The commercial units can process roughly 200 to 250 pounds of organic material per day and are about the size of a commercial dishwasher. Tannenbaum said the company intentionally designed the units to be able to fit inside a kitchen rather than on a loading dock to allow it to fit into workflows more seamlessly. He also said in some locations partners may deploy multiple machines if there are multiple kitchens.
Mill declined to share the exact number of machines it plans to deploy in 2027 or the tonnage it hopes to process. But Tannenbaum said Compass serves roughly 14 million meals per day across universities, museums, schools, corporate campuses and hospitals, and the operator has committed to reducing food waste 50% by 2030.
“We feel incredibly proud to be working with a partner like Compass, and for their trust in us, and also for our shared commitment towards marching towards really ambitious goals,” Tannenbaum said.

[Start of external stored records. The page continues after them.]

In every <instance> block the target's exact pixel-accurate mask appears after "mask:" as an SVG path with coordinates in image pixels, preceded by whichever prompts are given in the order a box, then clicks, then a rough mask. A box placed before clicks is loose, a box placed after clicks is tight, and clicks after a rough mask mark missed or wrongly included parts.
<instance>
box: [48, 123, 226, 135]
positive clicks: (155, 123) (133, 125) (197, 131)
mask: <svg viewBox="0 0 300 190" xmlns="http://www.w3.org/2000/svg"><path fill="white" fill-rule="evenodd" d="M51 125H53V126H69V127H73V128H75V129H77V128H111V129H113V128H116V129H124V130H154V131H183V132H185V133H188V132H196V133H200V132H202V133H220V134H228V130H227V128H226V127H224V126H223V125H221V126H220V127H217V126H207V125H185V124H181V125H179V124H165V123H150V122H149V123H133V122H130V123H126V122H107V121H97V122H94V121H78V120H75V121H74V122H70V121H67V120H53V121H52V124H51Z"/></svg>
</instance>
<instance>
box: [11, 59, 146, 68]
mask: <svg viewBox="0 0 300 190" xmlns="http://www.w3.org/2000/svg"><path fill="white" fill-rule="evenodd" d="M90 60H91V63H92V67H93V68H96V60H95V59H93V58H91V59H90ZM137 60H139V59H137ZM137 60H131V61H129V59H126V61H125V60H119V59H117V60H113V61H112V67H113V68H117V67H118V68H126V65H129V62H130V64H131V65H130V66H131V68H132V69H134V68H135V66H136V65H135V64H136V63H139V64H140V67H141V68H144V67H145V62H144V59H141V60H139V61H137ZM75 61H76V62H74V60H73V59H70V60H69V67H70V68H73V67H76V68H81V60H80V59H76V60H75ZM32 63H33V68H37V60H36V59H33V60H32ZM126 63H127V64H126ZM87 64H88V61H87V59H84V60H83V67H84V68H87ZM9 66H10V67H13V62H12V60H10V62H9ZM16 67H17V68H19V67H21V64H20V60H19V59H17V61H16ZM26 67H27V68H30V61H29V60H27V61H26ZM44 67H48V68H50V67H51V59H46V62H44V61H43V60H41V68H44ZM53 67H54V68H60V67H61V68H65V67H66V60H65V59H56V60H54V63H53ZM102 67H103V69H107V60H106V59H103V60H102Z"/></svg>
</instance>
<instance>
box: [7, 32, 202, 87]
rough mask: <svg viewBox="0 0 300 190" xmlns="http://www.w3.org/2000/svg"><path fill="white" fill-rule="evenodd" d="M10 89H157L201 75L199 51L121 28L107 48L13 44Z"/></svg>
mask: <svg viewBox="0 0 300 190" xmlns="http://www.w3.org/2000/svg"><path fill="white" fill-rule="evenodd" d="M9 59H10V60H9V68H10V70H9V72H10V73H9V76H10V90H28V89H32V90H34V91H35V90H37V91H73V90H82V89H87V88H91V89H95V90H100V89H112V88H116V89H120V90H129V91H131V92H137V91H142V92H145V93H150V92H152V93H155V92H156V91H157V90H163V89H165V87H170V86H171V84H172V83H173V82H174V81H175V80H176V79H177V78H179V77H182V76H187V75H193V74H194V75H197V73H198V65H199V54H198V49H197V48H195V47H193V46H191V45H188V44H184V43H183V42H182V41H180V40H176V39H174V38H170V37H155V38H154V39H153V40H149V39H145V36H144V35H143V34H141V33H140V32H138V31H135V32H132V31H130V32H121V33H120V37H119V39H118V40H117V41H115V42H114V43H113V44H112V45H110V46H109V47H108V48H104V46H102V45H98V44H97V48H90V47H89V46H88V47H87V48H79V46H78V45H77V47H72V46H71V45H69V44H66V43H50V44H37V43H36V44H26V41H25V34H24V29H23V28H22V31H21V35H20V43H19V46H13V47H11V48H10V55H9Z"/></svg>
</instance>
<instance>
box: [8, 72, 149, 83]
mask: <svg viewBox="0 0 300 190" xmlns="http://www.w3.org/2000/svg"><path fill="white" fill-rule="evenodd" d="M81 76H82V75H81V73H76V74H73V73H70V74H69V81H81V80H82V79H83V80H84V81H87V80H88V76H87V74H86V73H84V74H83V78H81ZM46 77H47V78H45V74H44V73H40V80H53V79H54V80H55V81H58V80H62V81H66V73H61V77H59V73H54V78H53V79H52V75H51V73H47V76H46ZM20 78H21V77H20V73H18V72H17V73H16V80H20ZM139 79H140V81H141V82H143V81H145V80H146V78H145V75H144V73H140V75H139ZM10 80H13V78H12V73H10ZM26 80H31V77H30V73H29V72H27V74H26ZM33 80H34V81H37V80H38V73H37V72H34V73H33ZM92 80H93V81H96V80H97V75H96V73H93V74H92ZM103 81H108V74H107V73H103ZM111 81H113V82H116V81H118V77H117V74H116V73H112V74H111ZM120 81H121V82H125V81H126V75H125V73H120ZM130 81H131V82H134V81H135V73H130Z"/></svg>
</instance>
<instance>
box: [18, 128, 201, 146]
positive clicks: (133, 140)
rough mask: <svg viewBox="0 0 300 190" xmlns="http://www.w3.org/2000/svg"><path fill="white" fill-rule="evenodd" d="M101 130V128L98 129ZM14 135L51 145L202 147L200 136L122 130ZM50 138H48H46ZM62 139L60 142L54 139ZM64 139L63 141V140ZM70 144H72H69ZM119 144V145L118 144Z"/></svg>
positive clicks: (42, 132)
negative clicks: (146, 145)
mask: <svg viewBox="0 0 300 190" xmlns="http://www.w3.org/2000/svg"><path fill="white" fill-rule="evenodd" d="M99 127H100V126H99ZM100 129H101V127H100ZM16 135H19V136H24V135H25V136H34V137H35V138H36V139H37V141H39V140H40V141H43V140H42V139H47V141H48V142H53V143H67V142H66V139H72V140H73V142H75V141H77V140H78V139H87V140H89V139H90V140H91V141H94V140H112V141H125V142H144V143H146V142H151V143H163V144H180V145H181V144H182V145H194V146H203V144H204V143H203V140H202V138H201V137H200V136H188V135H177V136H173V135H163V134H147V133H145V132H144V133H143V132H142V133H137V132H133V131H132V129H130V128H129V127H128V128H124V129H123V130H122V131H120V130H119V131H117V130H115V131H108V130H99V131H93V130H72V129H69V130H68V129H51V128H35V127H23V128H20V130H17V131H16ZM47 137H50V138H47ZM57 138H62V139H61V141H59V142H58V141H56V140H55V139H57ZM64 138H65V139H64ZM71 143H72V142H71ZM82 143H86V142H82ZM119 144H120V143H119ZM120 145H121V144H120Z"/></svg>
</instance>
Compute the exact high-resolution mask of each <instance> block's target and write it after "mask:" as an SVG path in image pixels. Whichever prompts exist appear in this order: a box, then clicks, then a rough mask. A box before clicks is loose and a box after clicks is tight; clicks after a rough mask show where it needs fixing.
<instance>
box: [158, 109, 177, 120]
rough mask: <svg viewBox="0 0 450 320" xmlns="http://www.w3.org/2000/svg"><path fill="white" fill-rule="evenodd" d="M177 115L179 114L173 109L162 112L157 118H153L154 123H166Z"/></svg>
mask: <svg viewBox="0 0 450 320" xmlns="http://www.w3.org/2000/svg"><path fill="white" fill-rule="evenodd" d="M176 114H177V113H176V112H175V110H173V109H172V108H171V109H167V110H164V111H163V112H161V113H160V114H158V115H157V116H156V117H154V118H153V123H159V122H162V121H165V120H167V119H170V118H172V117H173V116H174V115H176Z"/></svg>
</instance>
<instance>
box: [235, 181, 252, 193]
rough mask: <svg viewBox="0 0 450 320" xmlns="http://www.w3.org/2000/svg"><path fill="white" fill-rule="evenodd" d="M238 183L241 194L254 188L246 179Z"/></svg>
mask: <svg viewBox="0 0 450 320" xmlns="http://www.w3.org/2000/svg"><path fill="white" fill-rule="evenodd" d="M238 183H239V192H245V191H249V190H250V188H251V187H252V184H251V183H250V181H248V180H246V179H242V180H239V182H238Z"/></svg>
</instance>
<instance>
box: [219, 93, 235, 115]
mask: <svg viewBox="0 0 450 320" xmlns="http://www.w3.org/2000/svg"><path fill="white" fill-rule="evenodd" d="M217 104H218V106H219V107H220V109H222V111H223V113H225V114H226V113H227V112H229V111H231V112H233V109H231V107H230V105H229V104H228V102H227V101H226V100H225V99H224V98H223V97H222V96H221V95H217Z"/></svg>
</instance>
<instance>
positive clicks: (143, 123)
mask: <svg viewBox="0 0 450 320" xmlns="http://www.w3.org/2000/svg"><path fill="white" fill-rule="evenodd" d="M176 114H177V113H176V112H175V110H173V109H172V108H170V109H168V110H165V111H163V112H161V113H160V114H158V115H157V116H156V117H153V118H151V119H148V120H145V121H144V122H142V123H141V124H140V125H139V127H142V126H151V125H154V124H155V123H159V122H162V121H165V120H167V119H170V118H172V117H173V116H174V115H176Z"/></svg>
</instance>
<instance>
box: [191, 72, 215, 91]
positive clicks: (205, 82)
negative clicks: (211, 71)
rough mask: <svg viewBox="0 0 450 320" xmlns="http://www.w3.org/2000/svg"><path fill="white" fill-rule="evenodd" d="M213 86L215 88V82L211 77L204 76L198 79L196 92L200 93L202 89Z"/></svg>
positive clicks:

Tannenbaum said the destination of the processed organic material produced in Compass kitchens will depend on location and Compass’s own hauling decisions. Mill has operated a facility in Washington that produces chicken feed from the organic material its machines produce for several years, though its customers also send the material to composters in certain markets. When Mill announced its partnership with Whole Foods in December, it noted plans to use the processed fruit and vegetable scraps generated in back-of-house operations at the grocer to produce chicken feed, which in turn would go toward Whole Foods’ private-label egg suppliers.
Tannenbaum said there’s plenty of new insights the company hopes to glean on food waste generation patterns through its commercial partnerships, and the company is actively looking for additional partners.
“Every day we crack open the inbox, and there's an interesting new partner that’s come in from a totally different part of the economy and food system than we might have thought about previously,” Tannenbaum said. “There’s a lot of value to be tapped in figuring out how we can keep food in the food system, and that really continues to be something that we just obsess over.”